Taylor Francis Online
Discourse analysis of the representations of women in Moroccan broadcast news
An interesting area of research that as yet has received little or no attention is the study of the representations of women in Moroccan media [Ennaji, M., 1995. A syntactico-semantic study of the language of news in Morocco. International Journal of the Sociology of Language, 112 (1), 97–112. Sadiqi, F., 2003. Women, gender, and language in Morocco. Leiden, The Netherlands: Brill Academic. Skalli, L.H., 2006. Through a local prism: gender, globalization, and identity in Moroccan women’s magazines. Lanham, MD: Lexington Books. Van-Mol, M., 2010. Arabic media and corpus linguistics: a first methodological outline. In: R. Rassiouney, ed. Arabic and the media: linguistic analysis and applications. Boston, MA: Drill, 63–79]. This article is an effort to fill the gap in this research area and contribute to the ongoing debate about the status of women in Morocco by analysing discourse representations of women in Arabic television news on the two main Moroccan television channels: 2M and Al Aoula. Women’s representations are considered at a large scale (macrostructure) and at a smaller scale (microstructures) [Van Dijk, T.A., 1988. News as discourse. Hillsdale, NJ: L. Erlbaum Associates. Richardson, J.E., 2007. Analysing newspapers: an approach from critical discourse analysis.

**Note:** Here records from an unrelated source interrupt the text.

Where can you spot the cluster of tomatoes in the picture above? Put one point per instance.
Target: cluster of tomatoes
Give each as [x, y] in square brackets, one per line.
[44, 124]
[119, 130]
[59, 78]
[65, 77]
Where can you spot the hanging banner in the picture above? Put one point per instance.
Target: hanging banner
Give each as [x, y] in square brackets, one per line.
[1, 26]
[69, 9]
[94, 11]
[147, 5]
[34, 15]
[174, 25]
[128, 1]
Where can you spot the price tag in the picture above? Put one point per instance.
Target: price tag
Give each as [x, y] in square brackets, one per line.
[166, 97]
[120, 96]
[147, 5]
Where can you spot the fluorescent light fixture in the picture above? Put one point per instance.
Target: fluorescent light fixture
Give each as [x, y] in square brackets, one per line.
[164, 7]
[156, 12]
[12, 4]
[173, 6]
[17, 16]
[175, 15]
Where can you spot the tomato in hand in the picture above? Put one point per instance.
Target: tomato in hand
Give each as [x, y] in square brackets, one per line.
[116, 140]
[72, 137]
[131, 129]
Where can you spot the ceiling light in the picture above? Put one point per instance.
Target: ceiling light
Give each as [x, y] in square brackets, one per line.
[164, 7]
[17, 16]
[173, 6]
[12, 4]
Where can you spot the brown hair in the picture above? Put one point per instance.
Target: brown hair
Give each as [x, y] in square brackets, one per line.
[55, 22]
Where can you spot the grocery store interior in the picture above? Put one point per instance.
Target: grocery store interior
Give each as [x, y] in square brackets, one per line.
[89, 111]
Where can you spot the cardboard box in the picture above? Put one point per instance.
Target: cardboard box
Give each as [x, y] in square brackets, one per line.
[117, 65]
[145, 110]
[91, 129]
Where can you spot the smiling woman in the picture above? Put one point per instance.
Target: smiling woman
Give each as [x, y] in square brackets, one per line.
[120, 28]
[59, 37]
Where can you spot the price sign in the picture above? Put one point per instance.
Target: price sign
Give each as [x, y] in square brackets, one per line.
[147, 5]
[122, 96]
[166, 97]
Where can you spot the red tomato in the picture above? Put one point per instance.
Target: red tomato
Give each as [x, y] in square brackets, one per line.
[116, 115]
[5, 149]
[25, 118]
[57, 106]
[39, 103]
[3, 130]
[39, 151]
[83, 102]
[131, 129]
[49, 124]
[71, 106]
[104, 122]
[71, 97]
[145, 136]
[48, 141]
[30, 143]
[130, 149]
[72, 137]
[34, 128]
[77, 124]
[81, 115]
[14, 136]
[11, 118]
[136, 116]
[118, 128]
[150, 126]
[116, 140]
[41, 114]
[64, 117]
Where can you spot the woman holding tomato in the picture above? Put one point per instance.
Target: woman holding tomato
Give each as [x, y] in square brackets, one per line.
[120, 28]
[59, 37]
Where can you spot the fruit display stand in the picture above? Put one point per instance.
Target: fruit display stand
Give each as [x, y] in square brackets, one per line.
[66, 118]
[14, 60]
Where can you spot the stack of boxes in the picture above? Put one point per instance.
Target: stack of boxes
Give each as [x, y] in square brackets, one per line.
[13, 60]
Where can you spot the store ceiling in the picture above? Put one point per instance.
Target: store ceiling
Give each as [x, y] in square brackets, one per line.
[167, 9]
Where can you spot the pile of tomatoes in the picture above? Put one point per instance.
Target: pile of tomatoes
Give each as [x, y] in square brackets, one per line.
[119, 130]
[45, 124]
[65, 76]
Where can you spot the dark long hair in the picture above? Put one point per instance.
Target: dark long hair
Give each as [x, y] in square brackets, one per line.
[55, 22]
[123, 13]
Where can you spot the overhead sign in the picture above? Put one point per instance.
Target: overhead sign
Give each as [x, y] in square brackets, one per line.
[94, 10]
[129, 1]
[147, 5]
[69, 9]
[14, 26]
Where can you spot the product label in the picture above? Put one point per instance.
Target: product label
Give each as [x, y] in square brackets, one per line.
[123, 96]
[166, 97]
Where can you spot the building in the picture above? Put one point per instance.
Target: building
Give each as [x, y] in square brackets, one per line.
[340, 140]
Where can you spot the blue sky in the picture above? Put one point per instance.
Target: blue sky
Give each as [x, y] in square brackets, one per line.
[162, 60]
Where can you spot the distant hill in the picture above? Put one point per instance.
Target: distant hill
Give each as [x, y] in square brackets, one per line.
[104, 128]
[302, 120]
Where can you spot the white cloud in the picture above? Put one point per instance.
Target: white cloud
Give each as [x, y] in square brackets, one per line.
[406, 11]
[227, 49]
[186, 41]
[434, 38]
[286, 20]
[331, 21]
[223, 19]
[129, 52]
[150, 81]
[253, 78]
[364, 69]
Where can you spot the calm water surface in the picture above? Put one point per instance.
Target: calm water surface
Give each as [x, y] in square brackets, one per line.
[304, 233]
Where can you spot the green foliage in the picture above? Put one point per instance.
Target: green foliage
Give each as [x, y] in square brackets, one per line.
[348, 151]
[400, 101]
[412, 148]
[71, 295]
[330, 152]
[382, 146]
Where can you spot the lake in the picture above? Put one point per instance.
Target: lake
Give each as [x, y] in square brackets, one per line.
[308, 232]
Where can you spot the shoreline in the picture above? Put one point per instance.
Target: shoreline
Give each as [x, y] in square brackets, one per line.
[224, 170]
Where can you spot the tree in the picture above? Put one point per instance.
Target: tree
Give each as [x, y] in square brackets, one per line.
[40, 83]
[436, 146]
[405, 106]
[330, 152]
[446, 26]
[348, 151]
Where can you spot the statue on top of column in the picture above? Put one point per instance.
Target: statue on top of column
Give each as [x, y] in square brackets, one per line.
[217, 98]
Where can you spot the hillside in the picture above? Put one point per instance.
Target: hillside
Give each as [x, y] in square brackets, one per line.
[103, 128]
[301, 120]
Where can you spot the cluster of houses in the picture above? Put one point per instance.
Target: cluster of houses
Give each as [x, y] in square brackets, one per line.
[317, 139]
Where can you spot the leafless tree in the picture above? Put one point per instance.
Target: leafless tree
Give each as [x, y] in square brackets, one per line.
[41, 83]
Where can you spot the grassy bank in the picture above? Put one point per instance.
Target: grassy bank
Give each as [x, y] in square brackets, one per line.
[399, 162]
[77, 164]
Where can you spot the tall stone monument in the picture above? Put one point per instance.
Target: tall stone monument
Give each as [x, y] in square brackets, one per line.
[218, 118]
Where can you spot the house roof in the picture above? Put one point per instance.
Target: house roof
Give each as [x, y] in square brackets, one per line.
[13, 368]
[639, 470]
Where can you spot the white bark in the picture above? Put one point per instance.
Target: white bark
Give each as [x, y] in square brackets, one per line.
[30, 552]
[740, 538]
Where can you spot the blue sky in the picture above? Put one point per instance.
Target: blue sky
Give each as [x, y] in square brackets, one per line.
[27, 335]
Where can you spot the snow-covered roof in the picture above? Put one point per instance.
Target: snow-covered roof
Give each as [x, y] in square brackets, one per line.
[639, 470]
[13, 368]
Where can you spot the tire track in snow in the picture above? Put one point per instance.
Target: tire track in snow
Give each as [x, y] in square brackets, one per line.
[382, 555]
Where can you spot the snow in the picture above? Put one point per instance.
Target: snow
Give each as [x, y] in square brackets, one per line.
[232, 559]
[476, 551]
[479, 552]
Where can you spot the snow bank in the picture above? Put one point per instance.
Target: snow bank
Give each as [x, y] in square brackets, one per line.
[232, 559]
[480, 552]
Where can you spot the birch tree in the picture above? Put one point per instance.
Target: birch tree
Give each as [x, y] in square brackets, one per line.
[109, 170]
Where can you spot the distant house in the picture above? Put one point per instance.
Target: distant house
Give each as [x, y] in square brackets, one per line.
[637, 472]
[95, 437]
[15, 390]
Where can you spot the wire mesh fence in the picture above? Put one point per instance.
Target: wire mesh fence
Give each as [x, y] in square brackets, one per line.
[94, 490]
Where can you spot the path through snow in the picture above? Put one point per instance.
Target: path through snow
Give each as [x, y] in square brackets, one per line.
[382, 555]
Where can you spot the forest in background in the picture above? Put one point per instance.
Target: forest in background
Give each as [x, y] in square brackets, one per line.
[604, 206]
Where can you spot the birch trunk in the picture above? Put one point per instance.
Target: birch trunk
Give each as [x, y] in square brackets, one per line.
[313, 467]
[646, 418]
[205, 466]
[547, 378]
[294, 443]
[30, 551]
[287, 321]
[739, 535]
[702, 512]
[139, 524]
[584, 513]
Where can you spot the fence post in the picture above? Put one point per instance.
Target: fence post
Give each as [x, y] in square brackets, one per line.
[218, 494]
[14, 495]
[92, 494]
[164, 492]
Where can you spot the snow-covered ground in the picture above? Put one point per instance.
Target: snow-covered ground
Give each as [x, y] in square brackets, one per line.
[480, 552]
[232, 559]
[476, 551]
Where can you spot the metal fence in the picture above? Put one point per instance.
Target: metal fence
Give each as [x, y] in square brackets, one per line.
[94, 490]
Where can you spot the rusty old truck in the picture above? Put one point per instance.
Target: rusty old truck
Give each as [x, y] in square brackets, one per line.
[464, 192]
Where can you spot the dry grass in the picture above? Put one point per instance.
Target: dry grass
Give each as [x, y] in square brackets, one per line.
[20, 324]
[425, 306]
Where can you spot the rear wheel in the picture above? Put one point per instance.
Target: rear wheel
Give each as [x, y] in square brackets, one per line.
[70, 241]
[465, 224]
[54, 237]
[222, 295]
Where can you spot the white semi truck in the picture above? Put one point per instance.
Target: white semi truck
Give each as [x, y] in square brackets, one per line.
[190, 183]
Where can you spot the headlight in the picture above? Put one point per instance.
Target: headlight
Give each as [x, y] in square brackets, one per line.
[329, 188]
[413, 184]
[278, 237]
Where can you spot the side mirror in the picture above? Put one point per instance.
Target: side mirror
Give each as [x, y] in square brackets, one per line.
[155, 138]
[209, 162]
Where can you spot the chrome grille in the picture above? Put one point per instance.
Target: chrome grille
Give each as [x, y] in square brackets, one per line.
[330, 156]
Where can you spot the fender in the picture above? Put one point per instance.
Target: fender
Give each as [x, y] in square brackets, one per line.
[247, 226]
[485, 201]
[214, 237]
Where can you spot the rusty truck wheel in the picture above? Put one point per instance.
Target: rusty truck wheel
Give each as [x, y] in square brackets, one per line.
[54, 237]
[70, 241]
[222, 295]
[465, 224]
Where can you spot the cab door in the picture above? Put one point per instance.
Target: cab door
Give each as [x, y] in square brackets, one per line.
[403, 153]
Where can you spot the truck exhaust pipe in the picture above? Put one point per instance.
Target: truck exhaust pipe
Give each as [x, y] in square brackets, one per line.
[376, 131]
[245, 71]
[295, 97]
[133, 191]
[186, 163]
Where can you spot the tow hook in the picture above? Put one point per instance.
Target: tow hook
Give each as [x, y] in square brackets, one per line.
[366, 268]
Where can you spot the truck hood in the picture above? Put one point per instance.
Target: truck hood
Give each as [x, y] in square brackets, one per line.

New York, NY: Palgrave Macmillan]. The results of our study showed the Moroccan television news programmes in Arabic on both channels favour two specific discourse perspectives: the conservative perspective which associates women with domesticity and traditional roles, and an alternative progressive perspective which associates women with modernity and economic development. Both empowering and disempowering elements are present in the two discourses.